Study on the influence of variable temperature growth on the properties of highly strained InGaAs/GaAs MQWs grown by MOCVD

Abstract

The InGaAs/GaAs multiple quantum wells (MQWs) have played an important role in the epitaxial structure of semiconductor laser, solar cell, detector and so on. However, the preparation of high-quality InGaAs/GaAs MQWs with high indium content has always been a research problem. In this paper, five periods InGaAs/GaAs MQWs were obtained with two methods by metal-organic chemical vapor deposition (MOCVD): constant and variable temperature growth methods, respectively. Our systematic theoretical and experimental studies indicated that there were wedding cake-like stacked steps on the surface of constant temperature sample, revealing an inhomogeneous distribution of layer thickness and indium content.

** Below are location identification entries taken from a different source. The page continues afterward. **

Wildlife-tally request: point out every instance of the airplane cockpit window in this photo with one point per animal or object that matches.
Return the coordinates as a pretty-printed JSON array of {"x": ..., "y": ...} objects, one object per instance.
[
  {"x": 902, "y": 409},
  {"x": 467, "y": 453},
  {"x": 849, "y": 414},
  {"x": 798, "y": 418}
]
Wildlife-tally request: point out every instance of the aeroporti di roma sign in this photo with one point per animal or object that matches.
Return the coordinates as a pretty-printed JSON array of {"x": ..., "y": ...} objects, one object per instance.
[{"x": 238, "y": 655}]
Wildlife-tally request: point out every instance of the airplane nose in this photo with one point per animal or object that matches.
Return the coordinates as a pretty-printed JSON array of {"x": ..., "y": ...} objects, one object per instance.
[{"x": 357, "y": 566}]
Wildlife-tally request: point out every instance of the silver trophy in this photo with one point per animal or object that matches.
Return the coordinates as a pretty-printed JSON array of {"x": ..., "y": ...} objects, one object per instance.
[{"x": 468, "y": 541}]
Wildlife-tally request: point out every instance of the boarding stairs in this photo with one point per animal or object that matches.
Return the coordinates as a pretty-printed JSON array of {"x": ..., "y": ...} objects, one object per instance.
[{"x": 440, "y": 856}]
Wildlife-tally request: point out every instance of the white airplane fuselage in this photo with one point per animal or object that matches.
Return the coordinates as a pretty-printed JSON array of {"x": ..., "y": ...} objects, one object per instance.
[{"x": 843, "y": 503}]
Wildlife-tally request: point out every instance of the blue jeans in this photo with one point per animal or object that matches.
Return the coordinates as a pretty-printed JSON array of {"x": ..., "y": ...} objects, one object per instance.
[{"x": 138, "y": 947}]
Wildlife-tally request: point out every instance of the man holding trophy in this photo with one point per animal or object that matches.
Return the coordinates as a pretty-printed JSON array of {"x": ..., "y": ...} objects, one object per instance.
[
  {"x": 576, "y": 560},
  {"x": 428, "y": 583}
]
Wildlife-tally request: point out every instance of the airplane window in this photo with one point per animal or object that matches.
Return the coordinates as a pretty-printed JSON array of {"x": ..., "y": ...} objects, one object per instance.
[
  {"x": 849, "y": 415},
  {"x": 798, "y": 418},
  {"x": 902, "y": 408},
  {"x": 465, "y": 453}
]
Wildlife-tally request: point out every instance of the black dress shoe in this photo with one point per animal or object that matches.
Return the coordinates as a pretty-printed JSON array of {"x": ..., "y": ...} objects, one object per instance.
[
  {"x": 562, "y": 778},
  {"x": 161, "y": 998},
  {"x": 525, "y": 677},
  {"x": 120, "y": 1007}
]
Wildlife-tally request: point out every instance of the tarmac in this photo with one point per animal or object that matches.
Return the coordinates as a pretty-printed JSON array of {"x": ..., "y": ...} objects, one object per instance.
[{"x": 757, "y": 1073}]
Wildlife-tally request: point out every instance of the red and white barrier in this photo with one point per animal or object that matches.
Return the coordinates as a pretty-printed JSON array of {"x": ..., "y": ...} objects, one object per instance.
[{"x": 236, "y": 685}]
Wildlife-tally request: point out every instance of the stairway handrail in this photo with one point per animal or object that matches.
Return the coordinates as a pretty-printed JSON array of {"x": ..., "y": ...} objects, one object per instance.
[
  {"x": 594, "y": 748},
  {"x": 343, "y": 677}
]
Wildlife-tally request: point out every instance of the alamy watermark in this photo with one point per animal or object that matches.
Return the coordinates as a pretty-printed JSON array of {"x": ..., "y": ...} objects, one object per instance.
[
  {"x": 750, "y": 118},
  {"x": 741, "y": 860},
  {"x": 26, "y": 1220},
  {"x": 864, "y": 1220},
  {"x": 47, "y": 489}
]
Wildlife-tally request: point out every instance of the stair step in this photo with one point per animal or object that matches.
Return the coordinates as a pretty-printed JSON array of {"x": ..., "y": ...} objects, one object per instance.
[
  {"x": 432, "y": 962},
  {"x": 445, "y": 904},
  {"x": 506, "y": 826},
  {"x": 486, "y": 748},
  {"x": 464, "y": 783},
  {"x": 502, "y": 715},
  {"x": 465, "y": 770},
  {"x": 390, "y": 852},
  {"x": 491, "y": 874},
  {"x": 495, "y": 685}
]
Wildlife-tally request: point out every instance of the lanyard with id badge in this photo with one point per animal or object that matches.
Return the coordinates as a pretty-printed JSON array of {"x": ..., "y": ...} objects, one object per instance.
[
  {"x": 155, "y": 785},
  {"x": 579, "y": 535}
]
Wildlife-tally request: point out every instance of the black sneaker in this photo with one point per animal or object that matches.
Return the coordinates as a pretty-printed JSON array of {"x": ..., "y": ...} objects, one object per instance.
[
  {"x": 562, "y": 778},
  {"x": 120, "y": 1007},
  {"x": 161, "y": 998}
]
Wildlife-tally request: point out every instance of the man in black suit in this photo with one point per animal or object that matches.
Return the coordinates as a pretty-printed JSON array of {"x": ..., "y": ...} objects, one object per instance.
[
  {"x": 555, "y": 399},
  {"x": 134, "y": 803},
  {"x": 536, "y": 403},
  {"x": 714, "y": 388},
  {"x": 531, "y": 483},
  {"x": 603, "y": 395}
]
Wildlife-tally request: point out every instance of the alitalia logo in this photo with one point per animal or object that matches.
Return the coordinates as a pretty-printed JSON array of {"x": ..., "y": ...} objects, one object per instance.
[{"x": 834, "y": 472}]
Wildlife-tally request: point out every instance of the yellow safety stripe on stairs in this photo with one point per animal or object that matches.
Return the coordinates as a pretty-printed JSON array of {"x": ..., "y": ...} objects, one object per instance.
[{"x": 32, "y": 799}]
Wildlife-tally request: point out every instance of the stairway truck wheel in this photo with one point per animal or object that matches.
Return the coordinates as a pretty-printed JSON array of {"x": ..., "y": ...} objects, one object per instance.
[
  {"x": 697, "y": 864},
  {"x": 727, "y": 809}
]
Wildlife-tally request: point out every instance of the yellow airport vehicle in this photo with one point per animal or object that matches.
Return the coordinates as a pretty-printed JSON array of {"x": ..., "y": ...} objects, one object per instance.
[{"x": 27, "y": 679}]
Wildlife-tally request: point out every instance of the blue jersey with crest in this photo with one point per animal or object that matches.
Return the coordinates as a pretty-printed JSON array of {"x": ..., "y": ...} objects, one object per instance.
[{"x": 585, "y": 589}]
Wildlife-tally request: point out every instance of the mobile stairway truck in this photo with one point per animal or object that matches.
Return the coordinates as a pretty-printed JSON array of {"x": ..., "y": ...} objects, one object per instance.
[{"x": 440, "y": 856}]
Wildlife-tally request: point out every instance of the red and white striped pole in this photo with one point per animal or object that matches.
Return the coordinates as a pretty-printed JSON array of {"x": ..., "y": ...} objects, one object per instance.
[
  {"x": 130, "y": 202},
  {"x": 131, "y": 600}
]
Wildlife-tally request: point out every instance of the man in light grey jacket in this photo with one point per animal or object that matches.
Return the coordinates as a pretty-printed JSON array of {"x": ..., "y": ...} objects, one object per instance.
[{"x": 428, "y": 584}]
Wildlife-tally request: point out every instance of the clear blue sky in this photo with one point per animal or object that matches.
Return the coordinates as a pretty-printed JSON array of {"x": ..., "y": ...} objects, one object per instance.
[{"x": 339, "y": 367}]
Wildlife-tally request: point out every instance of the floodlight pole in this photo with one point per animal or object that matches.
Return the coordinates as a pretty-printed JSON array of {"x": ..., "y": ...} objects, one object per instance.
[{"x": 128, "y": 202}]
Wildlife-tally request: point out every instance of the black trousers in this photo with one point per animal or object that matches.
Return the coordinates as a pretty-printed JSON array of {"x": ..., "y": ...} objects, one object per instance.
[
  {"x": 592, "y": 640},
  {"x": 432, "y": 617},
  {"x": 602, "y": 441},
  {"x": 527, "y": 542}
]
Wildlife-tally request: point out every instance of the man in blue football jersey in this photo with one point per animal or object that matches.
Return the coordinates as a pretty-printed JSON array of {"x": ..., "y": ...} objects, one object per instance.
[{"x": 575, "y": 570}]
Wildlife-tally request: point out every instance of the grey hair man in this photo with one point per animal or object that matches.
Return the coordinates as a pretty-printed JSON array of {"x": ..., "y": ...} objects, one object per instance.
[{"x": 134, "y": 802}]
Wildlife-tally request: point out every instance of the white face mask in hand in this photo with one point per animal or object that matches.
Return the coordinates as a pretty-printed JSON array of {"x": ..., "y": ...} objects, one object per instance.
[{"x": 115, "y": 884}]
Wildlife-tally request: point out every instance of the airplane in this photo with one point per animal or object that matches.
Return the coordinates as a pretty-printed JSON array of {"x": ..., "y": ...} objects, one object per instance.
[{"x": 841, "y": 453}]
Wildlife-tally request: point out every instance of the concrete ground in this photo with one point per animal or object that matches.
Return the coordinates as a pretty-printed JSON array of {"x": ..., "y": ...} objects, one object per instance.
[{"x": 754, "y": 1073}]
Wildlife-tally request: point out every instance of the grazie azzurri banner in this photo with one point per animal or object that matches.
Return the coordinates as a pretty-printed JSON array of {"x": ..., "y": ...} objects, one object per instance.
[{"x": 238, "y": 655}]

Such interface fluctuations were manifested as two peaks in the photoluminescence (PL) spectra at low temperature, which were confirmed by theoretical fitting as the localized states emission (LE) peak and the free-carrier emission (FE) peak, respectively. For variable temperature sample, the change in the growth temperature of the barrier and well layers in each period could transform the morphology to a step-flow-mode surface, thus eliminating the localized states in MQWs. It could be seen that the variable temperature growth method was superior to the constant temperature method, the surface morphology, optical characteristics and crystal quality were all improved. This study will provide technical support for optimizing the device performance of InGaAs/GaAs MQWs with high indium content.